Why does is_prime fail for some numbers?



Why does is_prime fail for some numbers?


If your code is failing for some numbers, it’s likely because you’re returning too soon, or because you’re returning the wrong thing in the wrong place. Without giving away the answer, take a look at the example control flow pseudo code below:

# From hint: any number less than 2 is not prime
if x is less than 2:
  return x is not prime

# This loop is where we put our number to the test and return False
# so the function exits immediately if x isn’t prime
for n from 2 to x:
  if x is evenly divisible by n:
    return x is not prime

# If we made it here, our number must be prime because none
# of the other return statements were executed!
return x is prime

FAQ: Learn Python - Practice Makes Perfect - factorial FAQ: Learn Python - Practice Makes Perfect - is_prime

How is this code not returning 2 as False.


The loop does not run when x is 2, so it falls to the bottom return line.


Sorry, I am not getting the for condition when x is 2. It should return false as 2%2 = 0.


The parameters set in the range do not permit x to enter the loop if it is 2.

x = 2

range(2, x)  =>  (2..1)  =>  []


thank you, mtf…
didn’t consider that


A post was split to a new topic: Don’t understand about why the solution works


9 posts were split to a new topic: Range in is_prime


2 posts were split to a new topic: Your function fails on is_prime(4)


Hi there, can anyone explain why we need to use (x- 1) as range? Thx


We don’t. That’s a misnomer of the author to indicate that range excludes the highest value, x.

range(10)    # [0, 1, 2, 3, 4, 5, 6, 7, 8, 9]


Oh right! Thanks mtf


def is_prime(x):
if x < 2:
return False
if x == 2:
return True
for i in range(2, x):
if x % i == 0:
return False
return True

Why is this returning your function fails on is_prime(9). It returns True when it should return False?


If we may assume that else is on the if, then that is the problem. There is no default action if the above return False does not happen. Just continue the loop and have the function return True after the loop.


I am unsure what you mean by that. Returning True or False after the function does not change anything


If 9 is not divisible by 2 does that make it Prime? No. So why would we return True by default? That is why there is no else in the if statement.

  for ...:
    if ...:
      return False
  return True


That was just way more simple than I was thinking. It works perfectly. Thanks!


I kept getting hit by a lot of the default cases too. I didn’t know 1 wasn’t prime. :slight_smile:
Anyway I guess it doesn’t matter, but the suggested solutions are super inefficient . I thought maybe something like this:

def is_prime(x):
   if x < 2: return False
   if x == 2: return True
   if not x % 2: return False
   test = 3
   while test < (x / 2):
     if not x % test:
       return False
     test += 2
   return True

No reason to go past half the numbers, or to keep checking even numbers over and over. I’m sure this could be made more efficient too. Finding the first million prime numbers or something shouldn’t really be that slow. :sweat_smile:


Generally speaking, it helps if we understand a concept before going headlong into solving a problem that relates to it.

At this stage of learning to program, efficiency would be the last thing to consider. First we learn to crawl, then to walk, then to fall down and get up again, then to run, in that order. The above code is still at the falling down stage.

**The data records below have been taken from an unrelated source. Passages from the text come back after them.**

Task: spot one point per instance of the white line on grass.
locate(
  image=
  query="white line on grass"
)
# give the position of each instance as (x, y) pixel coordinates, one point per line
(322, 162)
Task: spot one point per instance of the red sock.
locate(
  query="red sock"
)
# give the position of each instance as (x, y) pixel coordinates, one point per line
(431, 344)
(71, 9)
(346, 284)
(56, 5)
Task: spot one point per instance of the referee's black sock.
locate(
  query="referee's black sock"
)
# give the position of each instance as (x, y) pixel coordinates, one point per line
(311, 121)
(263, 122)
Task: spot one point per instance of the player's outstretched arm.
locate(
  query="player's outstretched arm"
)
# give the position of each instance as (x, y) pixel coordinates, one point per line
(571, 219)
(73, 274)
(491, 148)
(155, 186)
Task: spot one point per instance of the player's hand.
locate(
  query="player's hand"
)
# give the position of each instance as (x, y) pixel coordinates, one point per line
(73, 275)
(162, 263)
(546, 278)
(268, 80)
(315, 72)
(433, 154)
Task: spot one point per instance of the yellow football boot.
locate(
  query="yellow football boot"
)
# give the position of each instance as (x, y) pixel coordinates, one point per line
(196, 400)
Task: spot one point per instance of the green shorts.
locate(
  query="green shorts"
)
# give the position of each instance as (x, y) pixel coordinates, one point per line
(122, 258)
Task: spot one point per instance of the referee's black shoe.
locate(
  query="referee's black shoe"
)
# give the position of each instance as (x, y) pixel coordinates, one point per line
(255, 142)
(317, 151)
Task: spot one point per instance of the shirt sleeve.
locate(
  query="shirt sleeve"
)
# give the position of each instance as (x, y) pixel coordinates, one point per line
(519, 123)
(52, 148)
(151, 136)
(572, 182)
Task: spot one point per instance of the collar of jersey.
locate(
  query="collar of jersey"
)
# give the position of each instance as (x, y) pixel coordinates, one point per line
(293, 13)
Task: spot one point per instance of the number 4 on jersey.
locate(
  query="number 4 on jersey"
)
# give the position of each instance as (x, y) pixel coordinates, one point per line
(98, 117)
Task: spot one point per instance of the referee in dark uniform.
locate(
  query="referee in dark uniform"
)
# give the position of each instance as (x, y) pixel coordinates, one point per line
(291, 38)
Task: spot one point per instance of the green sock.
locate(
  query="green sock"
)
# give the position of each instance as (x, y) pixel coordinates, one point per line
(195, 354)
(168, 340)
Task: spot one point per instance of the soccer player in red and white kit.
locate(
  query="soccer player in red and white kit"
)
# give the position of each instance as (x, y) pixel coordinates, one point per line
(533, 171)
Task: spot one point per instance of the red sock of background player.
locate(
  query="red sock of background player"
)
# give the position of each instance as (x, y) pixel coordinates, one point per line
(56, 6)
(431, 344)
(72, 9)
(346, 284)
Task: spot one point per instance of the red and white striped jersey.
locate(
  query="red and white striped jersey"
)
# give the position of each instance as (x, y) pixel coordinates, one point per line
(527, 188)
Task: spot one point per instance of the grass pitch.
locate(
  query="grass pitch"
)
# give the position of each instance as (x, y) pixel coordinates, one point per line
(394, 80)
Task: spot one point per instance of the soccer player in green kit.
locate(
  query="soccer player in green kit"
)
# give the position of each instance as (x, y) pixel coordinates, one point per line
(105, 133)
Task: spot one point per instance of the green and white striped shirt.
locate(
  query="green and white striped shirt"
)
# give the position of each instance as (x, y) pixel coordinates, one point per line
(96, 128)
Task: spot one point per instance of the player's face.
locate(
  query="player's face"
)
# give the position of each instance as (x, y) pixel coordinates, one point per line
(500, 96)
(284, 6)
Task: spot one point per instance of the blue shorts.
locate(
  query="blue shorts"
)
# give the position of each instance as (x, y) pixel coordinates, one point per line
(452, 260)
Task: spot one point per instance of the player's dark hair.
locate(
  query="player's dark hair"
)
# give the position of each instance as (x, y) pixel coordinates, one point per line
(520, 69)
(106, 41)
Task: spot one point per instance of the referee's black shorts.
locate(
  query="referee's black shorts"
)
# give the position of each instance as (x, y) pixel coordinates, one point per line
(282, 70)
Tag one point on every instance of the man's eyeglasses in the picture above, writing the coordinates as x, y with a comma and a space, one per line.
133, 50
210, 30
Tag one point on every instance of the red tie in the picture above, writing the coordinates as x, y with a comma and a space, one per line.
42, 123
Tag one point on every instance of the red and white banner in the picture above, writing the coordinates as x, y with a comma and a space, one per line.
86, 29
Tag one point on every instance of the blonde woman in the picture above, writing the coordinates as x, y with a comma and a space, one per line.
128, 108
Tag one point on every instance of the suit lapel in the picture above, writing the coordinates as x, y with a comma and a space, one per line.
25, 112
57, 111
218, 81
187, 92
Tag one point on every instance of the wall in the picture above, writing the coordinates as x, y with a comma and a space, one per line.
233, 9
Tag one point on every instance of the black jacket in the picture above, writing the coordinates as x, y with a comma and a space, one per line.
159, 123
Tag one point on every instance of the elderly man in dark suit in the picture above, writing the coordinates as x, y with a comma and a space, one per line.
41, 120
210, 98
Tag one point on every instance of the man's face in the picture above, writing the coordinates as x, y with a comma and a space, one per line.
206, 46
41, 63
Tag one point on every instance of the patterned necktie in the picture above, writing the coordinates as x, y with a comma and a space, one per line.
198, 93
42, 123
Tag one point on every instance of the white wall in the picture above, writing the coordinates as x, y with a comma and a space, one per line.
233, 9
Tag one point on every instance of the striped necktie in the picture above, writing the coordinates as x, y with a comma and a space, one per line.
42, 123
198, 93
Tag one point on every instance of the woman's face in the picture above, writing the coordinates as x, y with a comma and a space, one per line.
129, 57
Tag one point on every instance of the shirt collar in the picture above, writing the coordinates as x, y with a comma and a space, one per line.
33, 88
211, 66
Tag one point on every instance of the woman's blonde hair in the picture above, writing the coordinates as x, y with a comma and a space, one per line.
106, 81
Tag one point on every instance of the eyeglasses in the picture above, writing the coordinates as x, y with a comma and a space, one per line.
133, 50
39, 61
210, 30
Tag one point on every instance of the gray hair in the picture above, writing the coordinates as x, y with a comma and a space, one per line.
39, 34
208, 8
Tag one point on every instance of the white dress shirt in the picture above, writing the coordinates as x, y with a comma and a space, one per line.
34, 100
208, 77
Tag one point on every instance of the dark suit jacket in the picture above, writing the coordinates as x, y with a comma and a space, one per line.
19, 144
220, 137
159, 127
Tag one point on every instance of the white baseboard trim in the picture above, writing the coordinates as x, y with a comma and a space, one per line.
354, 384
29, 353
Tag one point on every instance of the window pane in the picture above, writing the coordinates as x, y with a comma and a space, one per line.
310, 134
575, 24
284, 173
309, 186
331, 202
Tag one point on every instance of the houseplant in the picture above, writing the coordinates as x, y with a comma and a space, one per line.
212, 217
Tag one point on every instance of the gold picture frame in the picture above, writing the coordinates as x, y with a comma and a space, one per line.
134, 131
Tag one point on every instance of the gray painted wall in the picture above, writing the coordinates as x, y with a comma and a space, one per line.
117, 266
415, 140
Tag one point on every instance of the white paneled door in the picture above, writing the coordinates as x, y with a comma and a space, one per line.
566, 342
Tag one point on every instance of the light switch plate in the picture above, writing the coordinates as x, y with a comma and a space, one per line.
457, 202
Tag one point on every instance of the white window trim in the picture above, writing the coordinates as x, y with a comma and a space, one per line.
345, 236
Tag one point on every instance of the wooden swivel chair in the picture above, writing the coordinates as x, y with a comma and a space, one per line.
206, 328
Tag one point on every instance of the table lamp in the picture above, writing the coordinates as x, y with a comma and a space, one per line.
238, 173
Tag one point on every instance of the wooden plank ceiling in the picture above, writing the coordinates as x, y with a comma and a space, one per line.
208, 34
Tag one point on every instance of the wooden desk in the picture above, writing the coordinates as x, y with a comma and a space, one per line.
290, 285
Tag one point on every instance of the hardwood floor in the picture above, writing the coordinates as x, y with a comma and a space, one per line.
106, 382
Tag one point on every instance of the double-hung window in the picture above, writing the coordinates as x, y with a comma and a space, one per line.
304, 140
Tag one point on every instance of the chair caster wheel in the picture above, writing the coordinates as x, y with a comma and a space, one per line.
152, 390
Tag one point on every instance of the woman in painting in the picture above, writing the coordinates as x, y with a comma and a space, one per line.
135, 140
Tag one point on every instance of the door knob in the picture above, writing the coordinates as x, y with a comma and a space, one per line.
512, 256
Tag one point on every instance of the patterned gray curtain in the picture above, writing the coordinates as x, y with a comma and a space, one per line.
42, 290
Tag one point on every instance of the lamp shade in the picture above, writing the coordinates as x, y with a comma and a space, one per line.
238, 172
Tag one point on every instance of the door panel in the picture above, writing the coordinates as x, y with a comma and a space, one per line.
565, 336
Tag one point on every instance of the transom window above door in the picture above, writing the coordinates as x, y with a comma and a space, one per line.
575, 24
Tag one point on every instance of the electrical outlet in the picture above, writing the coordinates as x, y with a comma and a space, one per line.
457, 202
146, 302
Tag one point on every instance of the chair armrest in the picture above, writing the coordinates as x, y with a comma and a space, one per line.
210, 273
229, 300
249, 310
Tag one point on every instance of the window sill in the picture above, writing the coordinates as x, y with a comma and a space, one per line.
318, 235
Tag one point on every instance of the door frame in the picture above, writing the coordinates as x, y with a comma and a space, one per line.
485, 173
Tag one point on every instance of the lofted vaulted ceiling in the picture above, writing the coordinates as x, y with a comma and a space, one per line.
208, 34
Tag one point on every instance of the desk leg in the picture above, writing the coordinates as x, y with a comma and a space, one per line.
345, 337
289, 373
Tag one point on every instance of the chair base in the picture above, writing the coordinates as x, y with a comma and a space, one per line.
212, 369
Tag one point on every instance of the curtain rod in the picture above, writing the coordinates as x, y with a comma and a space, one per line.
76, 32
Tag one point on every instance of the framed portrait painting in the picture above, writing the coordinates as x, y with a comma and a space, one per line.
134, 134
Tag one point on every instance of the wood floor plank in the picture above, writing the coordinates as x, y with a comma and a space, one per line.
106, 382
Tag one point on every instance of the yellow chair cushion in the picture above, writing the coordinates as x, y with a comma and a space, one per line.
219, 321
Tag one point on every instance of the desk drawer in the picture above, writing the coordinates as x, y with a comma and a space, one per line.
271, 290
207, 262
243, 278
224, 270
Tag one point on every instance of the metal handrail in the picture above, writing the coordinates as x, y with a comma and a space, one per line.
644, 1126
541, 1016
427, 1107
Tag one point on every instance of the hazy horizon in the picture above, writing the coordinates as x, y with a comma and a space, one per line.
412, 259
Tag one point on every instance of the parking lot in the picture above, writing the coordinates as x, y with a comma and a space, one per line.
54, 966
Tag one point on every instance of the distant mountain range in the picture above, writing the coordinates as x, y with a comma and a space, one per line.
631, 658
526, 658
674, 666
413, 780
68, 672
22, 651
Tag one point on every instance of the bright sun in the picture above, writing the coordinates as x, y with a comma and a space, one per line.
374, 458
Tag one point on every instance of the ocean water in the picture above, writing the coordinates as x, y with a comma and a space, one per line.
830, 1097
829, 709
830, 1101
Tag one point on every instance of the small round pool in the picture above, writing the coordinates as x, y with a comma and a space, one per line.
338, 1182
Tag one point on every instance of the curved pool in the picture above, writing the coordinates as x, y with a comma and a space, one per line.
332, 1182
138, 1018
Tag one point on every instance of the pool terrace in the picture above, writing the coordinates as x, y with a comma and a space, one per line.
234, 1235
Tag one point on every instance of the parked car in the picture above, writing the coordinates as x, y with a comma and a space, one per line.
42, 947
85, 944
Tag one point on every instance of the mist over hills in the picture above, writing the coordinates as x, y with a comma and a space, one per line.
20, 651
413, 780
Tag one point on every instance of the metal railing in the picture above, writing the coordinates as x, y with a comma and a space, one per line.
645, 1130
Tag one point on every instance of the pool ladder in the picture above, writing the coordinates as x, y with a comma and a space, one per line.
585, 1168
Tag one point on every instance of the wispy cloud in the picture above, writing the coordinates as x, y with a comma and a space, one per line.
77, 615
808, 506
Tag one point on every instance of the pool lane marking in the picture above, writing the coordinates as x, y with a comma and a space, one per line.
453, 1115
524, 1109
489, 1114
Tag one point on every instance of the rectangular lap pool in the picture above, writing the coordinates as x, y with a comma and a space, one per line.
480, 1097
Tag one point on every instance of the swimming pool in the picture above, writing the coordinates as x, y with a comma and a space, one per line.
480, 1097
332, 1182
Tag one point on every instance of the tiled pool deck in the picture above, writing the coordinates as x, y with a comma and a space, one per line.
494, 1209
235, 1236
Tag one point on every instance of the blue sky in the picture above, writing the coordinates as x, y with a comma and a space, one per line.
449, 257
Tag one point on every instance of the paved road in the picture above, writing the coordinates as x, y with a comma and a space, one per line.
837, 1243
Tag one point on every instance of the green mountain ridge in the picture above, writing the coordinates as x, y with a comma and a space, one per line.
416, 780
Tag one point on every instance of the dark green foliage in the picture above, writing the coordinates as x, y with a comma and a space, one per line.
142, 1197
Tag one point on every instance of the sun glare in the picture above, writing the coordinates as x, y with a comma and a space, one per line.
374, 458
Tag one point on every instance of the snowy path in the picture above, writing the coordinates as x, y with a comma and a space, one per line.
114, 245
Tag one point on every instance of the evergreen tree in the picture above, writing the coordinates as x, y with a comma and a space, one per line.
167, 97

The problem as devised for this exercise is meant to have a brute force solution. It is not a lesson in efficiency.

for n in range(2, x):
    if x % n == 0: return False

All even numbers get kicked out on the first iteration; we don’t need to test for evenness before the loop.

if x < 2: return False
for n in range(2, x):
    if x % n == 0: return False
return True


You’re right, I know efficiency wasn’t really the point of the problem. But especially with prime number detection, efficiency is something that kinda interests me. :stuck_out_tongue_winking_eye:

Just to be clear on this one. I know for even number x it will get resolved fast. What I meant was that, for example, if your’e testing 101, you’ll iterate through test as 3, 4, 5, 6, 7, 8, 9 etc. I was suggesting cutting it down to only check 3, 5, 7, 9 as divisors, hence the test += 2 . That cuts out ~ half the time.

In fact, when I think about it, you should only need run test up to sqrt(x), rather than x/2, since we only really need to find the first half of the divisors (for 21, we only need to find [3,7], don’t need to find [7,3] as well).
Sorry, I know that’s well past the scope of the problem!